À l’issue d’une nouvelle campagne de testing visant des agences immobilières, SOS Racisme affirme que près d’une sur deux accepterait des pratiques discriminatoires dans l’accès au logement. Son président, Dominique Sopo, accuse les pouvoirs publics de laxisme et réclame davantage de sanctions, relançant un débat sensible entre application du droit, efficacité des contrôles et responsabilité individuelle.

Selon les résultats dévoilés par l’association, de nombreuses agences immobilières auraient accepté, explicitement ou implicitement, de trier des candidats à la location en fonction de critères d’origine ou de couleur de peau. Une situation que SOS Racisme présente comme révélatrice d’un recul de l’action publique contre les discriminations, y compris à l’égard des Français originaires d’Outre-mer.

Une réalité juridique déjà encadrée par la loi

Le cadre légal existe pourtant. La discrimination raciale est clairement réprimée par le droit français, avec des peines pouvant aller jusqu’à trois ans d’emprisonnement et 45 000 euros d’amende. Le problème soulevé par Dominique Sopo ne porte donc pas sur l’absence de normes, mais sur leur application effective. En pratique, le nombre de condamnations demeure extrêmement faible chaque année, tous secteurs confondus.
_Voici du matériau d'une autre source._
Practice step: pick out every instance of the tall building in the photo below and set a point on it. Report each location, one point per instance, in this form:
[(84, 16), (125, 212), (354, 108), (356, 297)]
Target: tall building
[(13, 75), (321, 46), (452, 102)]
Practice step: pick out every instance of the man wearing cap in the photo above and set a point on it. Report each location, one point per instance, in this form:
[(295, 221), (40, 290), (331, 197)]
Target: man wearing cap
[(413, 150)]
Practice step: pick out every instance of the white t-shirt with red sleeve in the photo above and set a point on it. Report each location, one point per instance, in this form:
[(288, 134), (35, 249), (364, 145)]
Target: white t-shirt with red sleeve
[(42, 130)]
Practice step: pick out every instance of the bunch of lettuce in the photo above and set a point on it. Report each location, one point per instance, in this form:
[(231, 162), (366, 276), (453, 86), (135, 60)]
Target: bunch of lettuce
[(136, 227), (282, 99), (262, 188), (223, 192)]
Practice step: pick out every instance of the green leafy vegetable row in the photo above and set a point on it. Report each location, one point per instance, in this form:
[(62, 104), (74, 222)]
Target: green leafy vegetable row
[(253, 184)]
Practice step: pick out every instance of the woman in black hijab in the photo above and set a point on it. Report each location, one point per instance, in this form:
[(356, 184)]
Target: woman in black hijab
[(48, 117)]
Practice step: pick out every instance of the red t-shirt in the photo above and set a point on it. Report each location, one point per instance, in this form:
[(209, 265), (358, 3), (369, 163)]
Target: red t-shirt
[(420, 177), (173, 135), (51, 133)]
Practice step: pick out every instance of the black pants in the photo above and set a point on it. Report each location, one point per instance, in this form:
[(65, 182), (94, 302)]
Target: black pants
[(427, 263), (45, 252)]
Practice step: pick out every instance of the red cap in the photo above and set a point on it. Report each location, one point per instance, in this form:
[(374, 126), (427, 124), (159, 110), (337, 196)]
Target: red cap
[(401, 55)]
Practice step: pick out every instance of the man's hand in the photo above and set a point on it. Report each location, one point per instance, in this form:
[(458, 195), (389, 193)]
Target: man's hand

La ministre chargée de l’Égalité, Aurore Bergé, a annoncé une formation obligatoire sur les discriminations pour l’ensemble des agents immobiliers, une mesure accueillie favorablement par SOS Racisme. Cette initiative s’inscrit dans une logique pédagogique, mais elle pose aussi la question de l’efficacité réelle de la formation face à des pratiques déjà pénalement sanctionnées.

Une approche militante qui interroge l’efficacité de l’action publique

En réclamant davantage de campagnes de sensibilisation et une mobilisation accrue de la justice, SOS Racisme cible directement l’État et le ministère de la Justice. Dominique Sopo évoque un abandon progressif de la lutte contre le racisme, qualifiée de « parent pauvre » de l’action publique. Une analyse qui fait toutefois débat, tant la multiplication des normes, des obligations et des dispositifs n’a pas empêché la persistance de comportements illégaux.

Dans les territoires ultramarins, où la tension sur le logement est forte et où l’offre demeure insuffisante, la priorité reste aussi l’augmentation de la construction, la sécurisation juridique des propriétaires et le bon fonctionnement du marché locatif. Sans une politique cohérente de développement économique et immobilier, la surenchère réglementaire et idéologique risque surtout de fragiliser davantage un secteur déjà sous pression, au détriment de tous les candidats au logement.